Loading the server side dataset (datacat.org)

  1. Download dataset

A cronjob is used to regularly create a backup copy of the database on the server. This is stored on the server side in the 'backups' directory. There are several ways to download this:

  • Access server via WinSCP
  • Access server via SSH client (in Windows: PuTTY)
  1. Target system: create structure

In order to be able to load the dataset, a new folder 'volumes' must first be created in the backend directory. This folder must be on the same level as the 'src' and 'backups' directories. The directory downloaded in step 1 can be saved in the created folder.

**Note: The backup of datacat.org contains besides the three required folders a '.gitignore' file and a directory 'dumps'. These can be deleted or ignored.

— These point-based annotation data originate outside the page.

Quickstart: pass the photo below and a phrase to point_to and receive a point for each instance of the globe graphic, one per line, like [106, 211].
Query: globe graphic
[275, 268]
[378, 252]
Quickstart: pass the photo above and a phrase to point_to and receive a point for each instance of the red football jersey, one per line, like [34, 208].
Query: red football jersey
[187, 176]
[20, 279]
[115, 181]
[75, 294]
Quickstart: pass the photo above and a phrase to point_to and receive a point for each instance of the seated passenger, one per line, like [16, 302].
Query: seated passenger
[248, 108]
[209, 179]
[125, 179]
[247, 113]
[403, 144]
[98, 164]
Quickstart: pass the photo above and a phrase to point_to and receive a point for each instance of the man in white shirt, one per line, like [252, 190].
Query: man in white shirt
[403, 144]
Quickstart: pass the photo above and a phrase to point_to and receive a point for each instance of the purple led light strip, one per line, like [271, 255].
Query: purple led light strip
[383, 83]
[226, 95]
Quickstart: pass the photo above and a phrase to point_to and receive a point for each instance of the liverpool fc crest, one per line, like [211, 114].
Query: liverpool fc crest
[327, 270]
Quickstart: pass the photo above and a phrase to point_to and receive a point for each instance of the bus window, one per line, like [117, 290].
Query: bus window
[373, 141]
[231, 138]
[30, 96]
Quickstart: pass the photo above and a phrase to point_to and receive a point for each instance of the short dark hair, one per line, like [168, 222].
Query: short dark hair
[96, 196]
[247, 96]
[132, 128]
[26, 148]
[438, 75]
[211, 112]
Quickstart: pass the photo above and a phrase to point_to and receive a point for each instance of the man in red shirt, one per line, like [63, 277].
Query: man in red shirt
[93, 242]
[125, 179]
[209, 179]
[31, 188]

  1. Target system: loading the data

Loading completely replaces the previous dataset! If desired, create a backup analogous to steps 1 to 3 from the first part of the instructions. In the backend directory, on one level with the 'volumes' folder, is the 'docker-compose.yml' file. In this file the section 'db' is relevant:

  db:
    container_name: "db"
    image: neo4j:4.1
    ports:
      - "7687:7687"
      - "7474:7474"
    environment:
      - NEO4J_AUTH=neo4j/s3cret
    volumes:
      - "dbdata:/data"
      - "dblogs:/logs"

The volume 'data' is replaced here by the inserted dataset. For this

- "dbdata:/data"

must replaced by

- ./volumes:/data

In order to load the dataset, it is imperative to know the credentials to the server-side neo4j database. The password associated with this must replace the default password 's3cret' (in lines 20 and 37) in the 'docker-compose.yml' file in the following places:

- spring.data.neo4j.password=s3cret
- NEO4J_AUTH=neo4j/s3cret
  1. Target system: reboot

In order for the dataset to be taken over, the docker container 'datacat' must be deleted via the docker interface. Via the console, if you are in the backend directory, you can use

docker-compose up -d

to restart the container. After a short loading time, the loaded dataset should now be visible via the front end at 'localhost:3000'.